For as long as I can remember, we have watched cattle presented in the pedigree and commercial show ring become more and more extreme in shape and muscularity. What is driving this?

I would suggest two things. One is the competition to produce that beast with more and more muscle and ‘shape’. The other is what is producing that shape – the myostatin gene.

The myostatin gene – what is it?

Many of you may not have heard of myostatin. This is found in all mammals. It influences the production of a protein that controls muscle development.

There are nine known mutations of this gene, each controlling, to a varying extent, the development of muscles leading to excessive muscle development. Some are breed specific and others affect more than one breed. The three commonest mutations are F94L, nt821 and Q204X.

F94L is common in Limousin and several other breeds. It increases muscle fibre size with no associated increase in calving difficulty, lowered fertility or longevity. It can increase primal cut weights by up to 19%, with better feed conversion ratios. The meat typically has higher rates of tenderness, reduced fat and higher polyunsaturates.

Variant nt821 is a recessive gene which gives larger loin depths with a rounded rump and thighs. It also gives heavier birth weights and more difficult calving.

Animals carrying one copy of the gene and one copy of the ‘normal’ F94L will appear ‘normal’, that is no exaggerated muscling. These animals are known as carriers and can allow the recessive gene to pass through a couple of generations before causing any difficulty.

Variant Q204X is a partially dominant mutation of the gene. Cattle carrying one copy of it have larger loin depth, reduced fat cover and greater meat tenderness.

They also exhibit larger birth weights, increased calving difficulties and reduced milking ability in females. Again, carrier animals cannot be identified by their appearance.

What benefit is myostatin to producers?

Myostatin brings benefits of increased meat yield, better quality in terms of tenderness and reduced fat cover and high polyunsaturates.

F94L has delivered this for a very long time along with easy calving and milky cows. However this is the positive. There are significant negatives.

Can you tell the myostatin make up of an animal by your eye? No! Is it important? Yes!

Why is it important? You put a bull which is a carrier of a variant myostatin, to a cow which is also a carrier of a variant myostatin, and you will most certainly have calving difficulties and possibly caesarean sections.

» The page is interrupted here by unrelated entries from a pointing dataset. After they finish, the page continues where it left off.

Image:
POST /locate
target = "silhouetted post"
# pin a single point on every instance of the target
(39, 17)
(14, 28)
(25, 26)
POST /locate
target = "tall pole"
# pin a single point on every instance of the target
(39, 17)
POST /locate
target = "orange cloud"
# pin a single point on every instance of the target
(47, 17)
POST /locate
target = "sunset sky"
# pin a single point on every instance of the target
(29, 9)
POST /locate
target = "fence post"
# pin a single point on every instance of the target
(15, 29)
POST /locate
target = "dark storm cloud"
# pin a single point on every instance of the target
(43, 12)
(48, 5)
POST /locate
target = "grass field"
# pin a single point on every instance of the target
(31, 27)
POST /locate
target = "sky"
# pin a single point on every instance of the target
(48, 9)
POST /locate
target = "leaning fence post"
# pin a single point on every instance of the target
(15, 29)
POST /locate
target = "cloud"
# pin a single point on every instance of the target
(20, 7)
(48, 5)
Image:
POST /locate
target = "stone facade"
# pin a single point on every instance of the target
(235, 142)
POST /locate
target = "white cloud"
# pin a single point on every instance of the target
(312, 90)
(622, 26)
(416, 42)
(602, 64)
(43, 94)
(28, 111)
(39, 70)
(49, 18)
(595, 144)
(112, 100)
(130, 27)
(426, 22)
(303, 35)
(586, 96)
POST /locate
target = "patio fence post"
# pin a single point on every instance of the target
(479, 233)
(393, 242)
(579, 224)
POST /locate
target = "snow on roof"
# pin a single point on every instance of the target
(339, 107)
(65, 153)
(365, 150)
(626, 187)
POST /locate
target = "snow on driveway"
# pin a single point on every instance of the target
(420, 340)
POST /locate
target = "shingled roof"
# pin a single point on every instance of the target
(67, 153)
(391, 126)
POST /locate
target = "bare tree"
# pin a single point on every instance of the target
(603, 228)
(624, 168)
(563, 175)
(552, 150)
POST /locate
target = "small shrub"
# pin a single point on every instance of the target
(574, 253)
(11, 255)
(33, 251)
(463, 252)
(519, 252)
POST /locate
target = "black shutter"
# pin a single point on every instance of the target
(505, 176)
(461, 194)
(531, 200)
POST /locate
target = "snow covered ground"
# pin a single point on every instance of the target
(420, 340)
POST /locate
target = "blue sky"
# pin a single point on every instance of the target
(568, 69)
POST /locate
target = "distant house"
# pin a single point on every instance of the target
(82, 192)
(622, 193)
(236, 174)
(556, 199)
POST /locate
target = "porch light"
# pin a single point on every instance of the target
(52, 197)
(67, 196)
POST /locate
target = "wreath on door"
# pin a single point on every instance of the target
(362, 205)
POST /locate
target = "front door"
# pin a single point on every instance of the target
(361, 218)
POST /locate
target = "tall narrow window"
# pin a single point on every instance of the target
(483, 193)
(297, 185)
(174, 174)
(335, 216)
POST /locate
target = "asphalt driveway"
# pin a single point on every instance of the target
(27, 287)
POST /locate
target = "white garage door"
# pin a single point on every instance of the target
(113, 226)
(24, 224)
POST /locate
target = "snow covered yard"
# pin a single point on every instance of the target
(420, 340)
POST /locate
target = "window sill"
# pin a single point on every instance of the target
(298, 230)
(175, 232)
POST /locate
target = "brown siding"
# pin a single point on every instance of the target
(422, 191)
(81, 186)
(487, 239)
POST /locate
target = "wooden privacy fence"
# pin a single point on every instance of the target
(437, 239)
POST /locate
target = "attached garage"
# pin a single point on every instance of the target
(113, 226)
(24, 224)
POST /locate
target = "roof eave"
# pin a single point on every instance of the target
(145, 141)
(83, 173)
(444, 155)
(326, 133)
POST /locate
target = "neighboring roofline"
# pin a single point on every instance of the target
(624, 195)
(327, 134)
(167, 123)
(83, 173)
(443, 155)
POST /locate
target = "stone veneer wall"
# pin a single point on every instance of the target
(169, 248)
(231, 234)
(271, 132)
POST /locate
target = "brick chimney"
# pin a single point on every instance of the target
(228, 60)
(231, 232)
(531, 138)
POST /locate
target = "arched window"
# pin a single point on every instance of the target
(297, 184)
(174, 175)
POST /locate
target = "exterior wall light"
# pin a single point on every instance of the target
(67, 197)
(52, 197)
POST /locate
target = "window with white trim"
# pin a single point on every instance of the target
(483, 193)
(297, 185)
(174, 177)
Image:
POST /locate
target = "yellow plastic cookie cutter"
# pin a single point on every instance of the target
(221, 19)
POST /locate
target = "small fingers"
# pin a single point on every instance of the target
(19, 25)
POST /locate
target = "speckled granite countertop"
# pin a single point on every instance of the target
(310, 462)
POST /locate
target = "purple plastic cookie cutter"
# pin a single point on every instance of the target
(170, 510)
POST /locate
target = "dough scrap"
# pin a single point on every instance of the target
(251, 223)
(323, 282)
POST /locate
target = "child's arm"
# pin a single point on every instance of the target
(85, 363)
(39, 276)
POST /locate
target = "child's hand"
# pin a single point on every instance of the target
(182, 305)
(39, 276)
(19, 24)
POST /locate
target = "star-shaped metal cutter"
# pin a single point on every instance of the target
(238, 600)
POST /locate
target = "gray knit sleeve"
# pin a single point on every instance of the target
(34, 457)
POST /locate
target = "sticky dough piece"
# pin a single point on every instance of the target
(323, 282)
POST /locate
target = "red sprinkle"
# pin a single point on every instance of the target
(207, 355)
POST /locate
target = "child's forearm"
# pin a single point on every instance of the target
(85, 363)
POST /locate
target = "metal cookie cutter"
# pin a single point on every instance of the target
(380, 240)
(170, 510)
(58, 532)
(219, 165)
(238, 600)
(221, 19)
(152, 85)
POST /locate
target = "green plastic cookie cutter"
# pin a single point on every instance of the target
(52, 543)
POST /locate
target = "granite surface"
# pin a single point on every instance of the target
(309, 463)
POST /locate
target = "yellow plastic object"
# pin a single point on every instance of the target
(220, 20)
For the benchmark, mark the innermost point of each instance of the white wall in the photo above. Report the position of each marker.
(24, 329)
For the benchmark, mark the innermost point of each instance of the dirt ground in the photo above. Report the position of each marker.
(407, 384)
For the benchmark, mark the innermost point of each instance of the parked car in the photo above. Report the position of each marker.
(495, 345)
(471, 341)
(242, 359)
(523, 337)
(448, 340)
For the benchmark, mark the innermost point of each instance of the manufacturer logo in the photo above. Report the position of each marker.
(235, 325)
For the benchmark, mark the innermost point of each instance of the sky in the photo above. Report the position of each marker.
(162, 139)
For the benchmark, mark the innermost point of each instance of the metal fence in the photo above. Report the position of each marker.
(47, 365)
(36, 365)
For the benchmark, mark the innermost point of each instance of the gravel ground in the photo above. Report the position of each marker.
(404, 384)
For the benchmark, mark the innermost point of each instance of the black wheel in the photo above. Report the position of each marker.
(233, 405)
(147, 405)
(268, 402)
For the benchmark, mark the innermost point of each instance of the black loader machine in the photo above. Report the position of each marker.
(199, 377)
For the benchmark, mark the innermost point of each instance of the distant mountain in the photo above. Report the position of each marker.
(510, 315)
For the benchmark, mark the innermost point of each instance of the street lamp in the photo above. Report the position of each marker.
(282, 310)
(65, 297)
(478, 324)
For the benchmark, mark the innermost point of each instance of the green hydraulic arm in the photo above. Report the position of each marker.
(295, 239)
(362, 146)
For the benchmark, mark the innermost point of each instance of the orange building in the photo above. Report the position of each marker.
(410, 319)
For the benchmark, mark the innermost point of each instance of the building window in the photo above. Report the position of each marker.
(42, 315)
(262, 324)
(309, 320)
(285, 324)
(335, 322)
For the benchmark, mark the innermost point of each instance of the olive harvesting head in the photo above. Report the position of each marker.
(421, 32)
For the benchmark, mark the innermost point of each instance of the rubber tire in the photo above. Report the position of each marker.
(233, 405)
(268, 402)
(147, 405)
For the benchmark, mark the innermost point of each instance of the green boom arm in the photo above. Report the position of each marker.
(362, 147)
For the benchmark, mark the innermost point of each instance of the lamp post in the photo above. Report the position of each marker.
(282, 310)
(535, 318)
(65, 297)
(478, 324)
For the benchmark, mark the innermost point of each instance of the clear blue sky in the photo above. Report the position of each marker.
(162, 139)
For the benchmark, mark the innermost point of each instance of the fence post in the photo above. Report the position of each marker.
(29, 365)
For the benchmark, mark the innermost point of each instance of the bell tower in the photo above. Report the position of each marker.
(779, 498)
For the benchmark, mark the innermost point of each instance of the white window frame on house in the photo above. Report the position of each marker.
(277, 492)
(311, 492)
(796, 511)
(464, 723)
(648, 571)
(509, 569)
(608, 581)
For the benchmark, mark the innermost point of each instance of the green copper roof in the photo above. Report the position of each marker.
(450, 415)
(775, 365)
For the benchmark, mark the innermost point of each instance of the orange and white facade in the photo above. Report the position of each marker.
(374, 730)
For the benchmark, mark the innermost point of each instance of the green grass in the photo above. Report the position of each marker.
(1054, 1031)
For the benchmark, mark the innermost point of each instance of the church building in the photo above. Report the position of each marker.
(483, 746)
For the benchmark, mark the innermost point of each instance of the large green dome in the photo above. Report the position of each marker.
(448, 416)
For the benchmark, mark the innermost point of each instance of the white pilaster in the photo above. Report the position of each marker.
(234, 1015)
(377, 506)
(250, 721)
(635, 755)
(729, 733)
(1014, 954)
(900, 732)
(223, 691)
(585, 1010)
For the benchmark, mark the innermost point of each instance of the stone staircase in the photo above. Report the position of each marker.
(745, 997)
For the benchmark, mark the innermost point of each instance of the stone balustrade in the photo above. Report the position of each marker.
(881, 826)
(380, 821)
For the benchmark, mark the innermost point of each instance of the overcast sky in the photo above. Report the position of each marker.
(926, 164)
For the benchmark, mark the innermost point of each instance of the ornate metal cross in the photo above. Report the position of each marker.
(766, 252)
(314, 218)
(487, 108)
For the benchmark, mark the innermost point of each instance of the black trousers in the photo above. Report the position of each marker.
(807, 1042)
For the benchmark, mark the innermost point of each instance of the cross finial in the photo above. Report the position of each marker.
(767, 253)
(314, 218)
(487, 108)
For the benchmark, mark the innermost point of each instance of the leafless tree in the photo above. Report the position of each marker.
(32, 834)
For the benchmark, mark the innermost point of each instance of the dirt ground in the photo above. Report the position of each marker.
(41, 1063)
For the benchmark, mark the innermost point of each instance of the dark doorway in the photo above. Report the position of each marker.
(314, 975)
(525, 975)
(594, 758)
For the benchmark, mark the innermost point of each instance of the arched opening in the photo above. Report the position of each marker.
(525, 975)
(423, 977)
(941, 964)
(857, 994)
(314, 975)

Many bulls offered for sale today are carriers of variant myostatin. Why? Because without shape, bulls are not so easily sold.

Why is this happening? There are many cattle breeders, both pedigree and commercial, buying, and breeding by eye with no regard to the myostatins the animal carries.

I do not believe we can have an industry calling itself welfare friendly and sustainable when we are unknowingly or unwittingly breeding from cattle which we know, or should know, are carrying genes which will give problems sooner or later.

Variant myostatin is present in almost every breed. Yes, Q204X can even be found in Highlanders. Breeders pushing their breed down the route of more and more shape can inadvertently select for variant myostatin, unless they test for it.

The Scottish Government, in my opinion, missed a massive opportunity in not testing the whole breeding herd for variant myostatin and setting out an education programme on its use as part of the Beef Efficiency Scheme. The knowledge was available before it was devised.

I hear, from vets, of more and more difficult calving problems and more caesareans happening, and wonder how much longer can we allow this to continue?

When buying a bull, if you don’t know the myostatin make up of your herd, play safe with F94L/F94L. If you do know the myostatin make up of your herd and you understand what you are doing you can use variant myostatin to improve your returns.

The industry desperately needs knowledge of what it is working with and advice and education on how to manage variant myostatin. The alternative is at the worst a shrinking industry, at best possible government or retailer intervention to protect animal welfare.